Wearring v. Belk Bros., 38 N.C. App. 375 (1978)

Oct. 17, 1978 · North Carolina Court of Appeals · No. 7726SC955
38 N.C. App. 375

DOROTHY WEARRING v. BELK BROTHERS, INC.

No. 7726SC955

(Filed 17 October 1978)

Process § 12; Rules of Civil Procedure § 4— summons directed to officer of corporation-sufficiency of service on corporation

A summons was not fatally defective because the. directory paragraph contained the name of an officer of the corporate defendant instead of the name of the corporation itself where both the caption of the summons and the accompanying complaint clearly showed that the corporation rather than the individual officer was being sued.

APPEAL by plaintiff from Snepp, Judge. Judgment entered 4 August 1977 in Superior Court, MECKLENBURG County. Heard in the Court of Appeals 25 August 1978.

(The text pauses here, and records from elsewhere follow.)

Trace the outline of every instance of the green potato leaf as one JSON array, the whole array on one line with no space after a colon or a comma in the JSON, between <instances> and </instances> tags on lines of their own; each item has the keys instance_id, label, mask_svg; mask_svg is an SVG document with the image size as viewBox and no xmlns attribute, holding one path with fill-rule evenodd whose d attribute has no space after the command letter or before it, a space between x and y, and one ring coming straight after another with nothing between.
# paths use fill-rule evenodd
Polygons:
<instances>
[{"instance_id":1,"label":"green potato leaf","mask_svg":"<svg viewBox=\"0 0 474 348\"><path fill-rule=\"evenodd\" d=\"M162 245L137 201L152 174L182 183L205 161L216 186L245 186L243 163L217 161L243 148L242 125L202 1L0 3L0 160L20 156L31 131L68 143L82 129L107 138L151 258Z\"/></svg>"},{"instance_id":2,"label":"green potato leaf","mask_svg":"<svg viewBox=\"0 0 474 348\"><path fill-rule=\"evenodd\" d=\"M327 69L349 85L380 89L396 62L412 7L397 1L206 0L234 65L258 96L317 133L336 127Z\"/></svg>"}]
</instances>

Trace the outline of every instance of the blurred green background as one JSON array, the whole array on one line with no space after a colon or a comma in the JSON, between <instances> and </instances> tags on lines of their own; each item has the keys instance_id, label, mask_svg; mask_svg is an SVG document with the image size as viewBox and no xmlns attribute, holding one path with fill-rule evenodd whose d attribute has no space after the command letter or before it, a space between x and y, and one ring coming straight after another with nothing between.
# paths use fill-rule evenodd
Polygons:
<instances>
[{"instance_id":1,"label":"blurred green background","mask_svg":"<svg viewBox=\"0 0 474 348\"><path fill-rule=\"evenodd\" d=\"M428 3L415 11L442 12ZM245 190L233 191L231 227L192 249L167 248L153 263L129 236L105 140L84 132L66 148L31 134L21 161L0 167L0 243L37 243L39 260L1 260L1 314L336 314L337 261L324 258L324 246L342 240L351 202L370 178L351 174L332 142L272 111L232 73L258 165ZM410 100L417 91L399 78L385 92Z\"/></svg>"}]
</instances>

On 23 February 1977, the plaintiff filed a complaint against the defendant, Belk Brothers, Inc., alleging negligence. Five days later, the summons and complaint were personally served on the executive vice-president of the defendant corporation. The caption of the summons indicated that it concerned the matter of “Dorothy Wearring, Plaintiff Against Belk Brothers, Inc., Defendant,” but it was directed to “Mr. Leroy Robinson, Exec. V. P., Belk Uptown, 115 East Trade Street, Charlotte, North Carolina.”

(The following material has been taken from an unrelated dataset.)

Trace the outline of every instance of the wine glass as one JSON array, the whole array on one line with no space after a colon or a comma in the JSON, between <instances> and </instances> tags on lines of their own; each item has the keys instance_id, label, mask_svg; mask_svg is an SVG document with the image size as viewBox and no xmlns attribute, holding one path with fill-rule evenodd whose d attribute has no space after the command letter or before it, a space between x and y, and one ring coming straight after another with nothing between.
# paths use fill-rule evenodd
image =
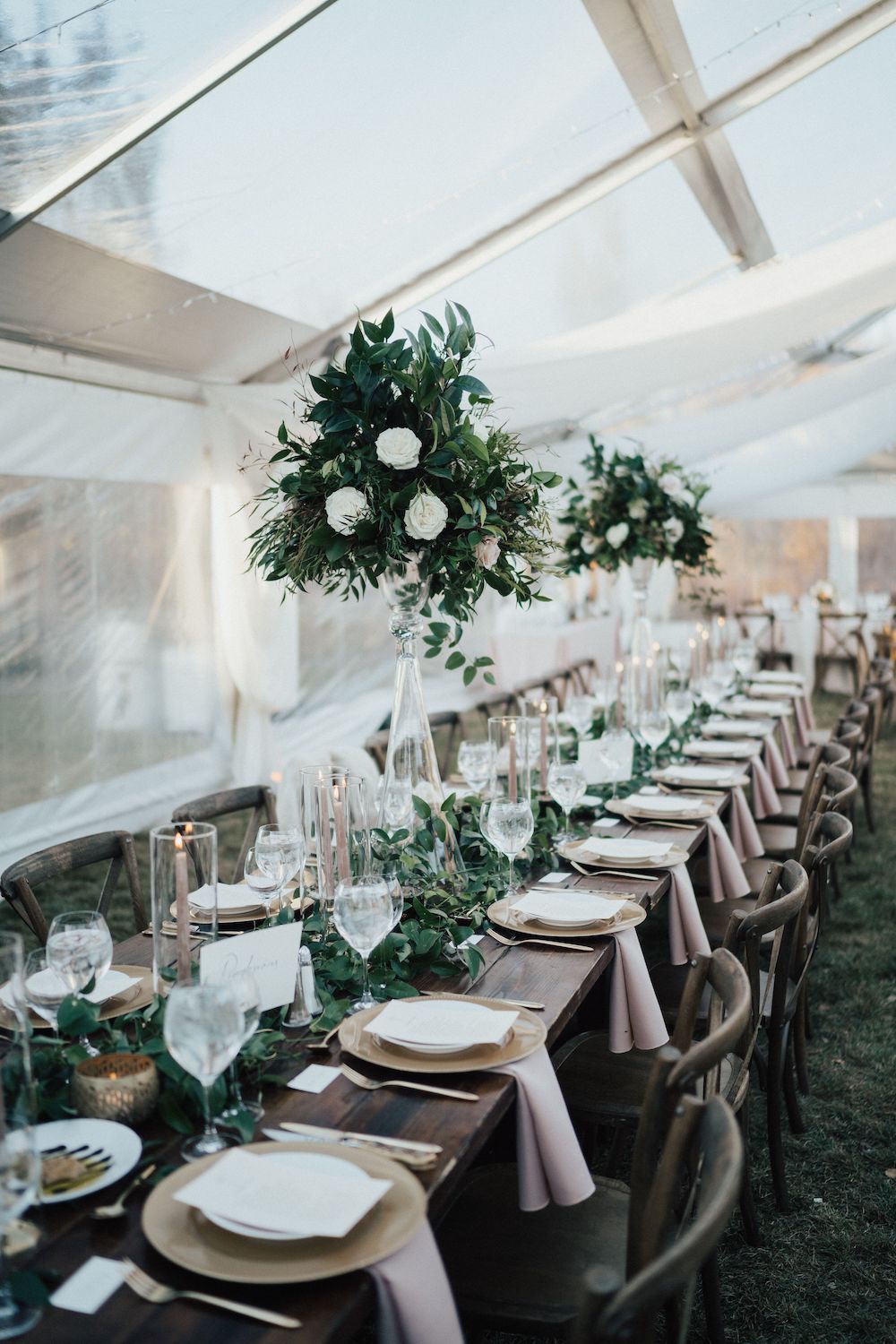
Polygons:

*376On 24 March 1977, the defendant made a special appearance in superior court and moved to dismiss the action for insufficiency of process and of its service and for lack of personal jurisdiction. While the parties were awaiting a hearing on the motion, the statute of limitation on the action ran. When the hearing was conducted on 4 August 1977, the presiding judge entered an order and judgment dismissing the action for insufficiency of process and of its service and for lack of jurisdiction over the person of the defendant. From the entry of that judgment and order, the plaintiff appealed.

Chambers, Stein, Ferguson & Becton, P. A., by Karl Adkins, for plaintiff appellant.

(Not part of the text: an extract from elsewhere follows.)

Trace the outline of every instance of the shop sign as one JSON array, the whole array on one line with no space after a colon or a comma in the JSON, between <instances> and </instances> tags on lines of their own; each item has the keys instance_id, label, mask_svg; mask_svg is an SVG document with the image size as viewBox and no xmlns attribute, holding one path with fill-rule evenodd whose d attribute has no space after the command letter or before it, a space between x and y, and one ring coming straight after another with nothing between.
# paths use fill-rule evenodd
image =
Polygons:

Golding, Crews, Meekins, Gordon & Gray, by E. Fitzgerald Parnell III, for defendant appellee.

MITCHELL, Judge.

The plaintiffs sole assignment of error is directed to the trial court’s determination that there was insufficient service of process. In support of this assignment, the plaintiff argues that the summons was not fatally defective even though the directory paragraph contained the name of an officer of the defendant corporation instead of the name of the corporation itself since the caption contained the correct name of the defendant corporation.

The purpose of a summons is to give notice to a person to appear at a certain place and time to answer a complaint against him. 83 C.J.S., Summons, p. 795. Fundamental fairness requires that a summons should be of sufficient particularity so as to leave no reasonable doubt as to whom it is directed. However, this requirement does not force the courts to overlook the obvious when determining the validity of a summons.

In dealing with this problem, the Supreme Court of North Carolina recently overruled long-standing authority and indicated in Wiles v. Construction Co., 295 N.C. 81, 85, 243 S.E. 2d 756, 758 (1978), that:

when the name of the defendant is sufficiently stated in the caption of the summons and in the complaint, such that it is clear that the corporation, rather than the officer or agent *377receiving service, is the entity being sued, the summons, when properly served upon an officer, director or agent specified in N.C.R. Civ. P. 4(j)(6), is adequate to bring the corporate defendant within the trial court’s jurisdiction. (Citations omitted.)

In the case sub judice, the caption of the summons clearly indicated that the corporation was being sued. In addition, the complaint, which must accompany a summons pursuant to G.S. 1A-1, Rule 4(d), showed that the corporation rather than an individual was being sued. Therefore, there was no insufficiency in the service of process and the court had jurisdiction over the defendant. Wiles v. Construction Co., 295 N.C. 81, 243 S.E. 2d 756 (1978); Public Relations, Inc. v. Enterprises, Inc., 36 N.C. App. 673, 245 S.E. 2d 782 (1978).

For this reason, the decision of the trial court is reversed and the cause remanded for further proceedings not inconsistent with this opinion.

Reversed and remanded.

Judges VAUGHN and MARTIN (Robert M.) concur.